Dari pengalaman serta penjelasan dari Tokoh Umat maupun Pastor Paroki yang ada, maka umat Katolikpun dapat mengerti dan memahami untuk mencari kembali lahan. Pemilihan lokasipun dilakukan bersama umat, lokasi yang di dapatkan tidak terlalu jauh dari lokasi Pisangan, tepatnya di dekat sekolah Betlehem. Proses pembelian lahan beserta pengajuan permohonan ijin Mendirikan Bangunan pun dibicarakan dan telah disepakati antara pemilik lahan dan pihak Pengurus gereja Katolik dimana awal dari proses pemenuhan persyaratan Ijin Mendirikan Bangunan berjalan dengan lancar. Hanya saja tampaknya Tuhan masih belum menghendaki untuk didirikannya bangunan di atas lahan tersebut, hal ini dapat diketahui dengan adanya surat keberatan dari sebagian warga sekitar yang disampaikan kepada pemerintah kota dan berdirinya sebuah surau di sekitar lahan tersebut sehingga diperlukan sebuah dialog dan hearing antara ke dua pihak yang berbeda pendapat.

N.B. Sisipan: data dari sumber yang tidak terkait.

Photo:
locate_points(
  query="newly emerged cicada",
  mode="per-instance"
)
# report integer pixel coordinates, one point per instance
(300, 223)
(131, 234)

Berbekal pengalaman dan proses pembelajaran yang mematangkan sikap umat Katolik maupun pihak yang terkait, diantaranyaTokoh Masyarakat, TokohUmat yang terlibat dalam Forum Kerukunan Umat Beragama (FKUB kota Bontang), Legislatif dan Eksekutif, termasuk partisipasi antar umat beragama di Kota Bontang dan tidak terlupakan adanya campur tangan kehendak Tuhan, maka terjalinlah informal communication untuk bersama-sama menyelesaikan permasalahan-permasalahan yang ada dan dialami, bagi terciptanya kota TAMAN (Tertib, Agamis dan Nyaman) bagi semua lembaga Keagamaan yang ada di Bontang.
Masa transisi pemindahan lokasi lahan dekat sekolah Betlehem menuju lokasi lahan baru yang berada dicekungan areal HOP-7 PT. Badak menjadi jawaban bagi umat Katolik untuk membangun gerejanya. Tepat pada tanggal 2 Desember 2005, dengan diterbitkan IMB no.640/236/KPT-B/XII/2005 oleh Bapak Walikota Bontang dan disaksikan Wakil Gubernur Kalimantan Timur, Kapolres, Dan Dim 0908 bersama para pejabat Pemerintah Bontang berkenan meletakkan batu pertama sebagai tanda dimulainya pembangunan gereja Katolik sebagai asset bagi masyarakat kota Bontang yang pendanaannya bersumber dari swadaya umat, maupun bentuk kepedulian Pemerintah Provinsi Kalimantan Timur sebesar 1,5 M dan bentuk kepedulian Pemerintah Kota sebesar 1 M.
Panitia pembangunanpun mulai bekerja dengan tahapan pematangan lahan sampai kerjasama dengan PT. Sinar Mas Wisesa untuk mendapatkan gambar bangunan dan dilanjutkan dengan tahapan penyambungan listrik PLN hingga saat diresmikan masih dalam tahap penyelesaian interior dan kelengkapannya seperti bangku umat, ruang pengakuan dosa maupun eksterior seperti fasilitas parkir, ruang pastoran dan lain sebagainya.